Peter Phipps
- Full name: Peter Joseph Phipps
- Date of birth: 22 April 1933
- Place of birth: Batavia, Java, Dutch East Indies
- Date of death: 26 May 2017 (aged 84)
- School: Barker College
- Notable relative(s): Jim Phipps (brother)

Rugby union career
- Position(s): Utility back

Provincial / State sides
- Years: Team / Apps / (Points)
- 1955–56: New South Wales / 2 / (6)

International career
- Years: Team / Apps / (Points)
- 1955: Australia

= Peter Phipps (rugby union) =

Peter Joseph Phipps (22 April 1933 – 26 May 2017) was an Australian international rugby union player.

Born in Batavia, Dutch East Indies, Phipps was the youngest of four brothers to play first grade for Gordon, and one of two to represent the Wallabies, along with centre Jim Phipps.
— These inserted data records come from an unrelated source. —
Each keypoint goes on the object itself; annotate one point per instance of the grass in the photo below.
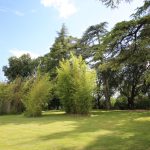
(103, 130)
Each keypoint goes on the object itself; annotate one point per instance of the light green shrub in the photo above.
(75, 85)
(37, 95)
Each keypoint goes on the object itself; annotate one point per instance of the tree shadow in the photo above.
(114, 129)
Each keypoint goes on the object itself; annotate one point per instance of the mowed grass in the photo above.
(102, 130)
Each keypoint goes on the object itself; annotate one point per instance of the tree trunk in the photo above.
(106, 93)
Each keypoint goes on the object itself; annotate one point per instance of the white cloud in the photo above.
(18, 53)
(65, 7)
(18, 13)
(33, 11)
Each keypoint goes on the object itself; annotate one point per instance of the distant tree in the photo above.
(60, 50)
(128, 48)
(75, 85)
(19, 67)
(91, 40)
He attended Sydney's Barker College, where in addition to rugby he excelled in athletics, before undertaking further studies at Hawkesbury Agricultural College.
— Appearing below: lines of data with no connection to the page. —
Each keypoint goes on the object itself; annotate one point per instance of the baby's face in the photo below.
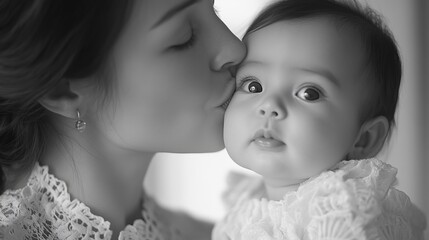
(299, 94)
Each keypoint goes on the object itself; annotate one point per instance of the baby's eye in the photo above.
(250, 85)
(309, 94)
(254, 87)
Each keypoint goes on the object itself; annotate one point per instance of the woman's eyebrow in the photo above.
(173, 11)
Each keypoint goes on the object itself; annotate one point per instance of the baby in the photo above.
(315, 102)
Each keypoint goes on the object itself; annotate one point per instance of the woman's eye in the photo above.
(309, 94)
(251, 86)
(185, 45)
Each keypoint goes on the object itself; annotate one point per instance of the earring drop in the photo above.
(80, 125)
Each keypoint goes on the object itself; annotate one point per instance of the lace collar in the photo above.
(43, 210)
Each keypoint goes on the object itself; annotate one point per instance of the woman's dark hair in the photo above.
(383, 60)
(43, 42)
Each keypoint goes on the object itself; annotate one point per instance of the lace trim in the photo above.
(43, 210)
(354, 201)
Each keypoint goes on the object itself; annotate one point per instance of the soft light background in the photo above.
(194, 183)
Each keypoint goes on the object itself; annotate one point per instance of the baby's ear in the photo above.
(371, 138)
(65, 98)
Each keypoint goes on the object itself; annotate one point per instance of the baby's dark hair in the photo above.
(383, 60)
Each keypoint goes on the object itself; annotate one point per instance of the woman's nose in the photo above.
(230, 51)
(272, 109)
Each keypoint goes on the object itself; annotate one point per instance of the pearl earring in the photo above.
(80, 125)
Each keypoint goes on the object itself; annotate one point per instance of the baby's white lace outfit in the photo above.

Phipps, primarily an inside centre, got a chance to play beside his brother Jim in the Wallabies side when he was selected for their 1955 tour of New Zealand, on the back of a two-try performance for New South Wales against Queensland. He played four uncapped tour matches and was due to play the second Test at Carisbrook, until a tour ending knee injury forced his withdrawal. In 1957, Phipps retired from rugby after it was discovered he had two broken vertebrae in his lower spine, a result of an injury the previous year while competing for Gordon.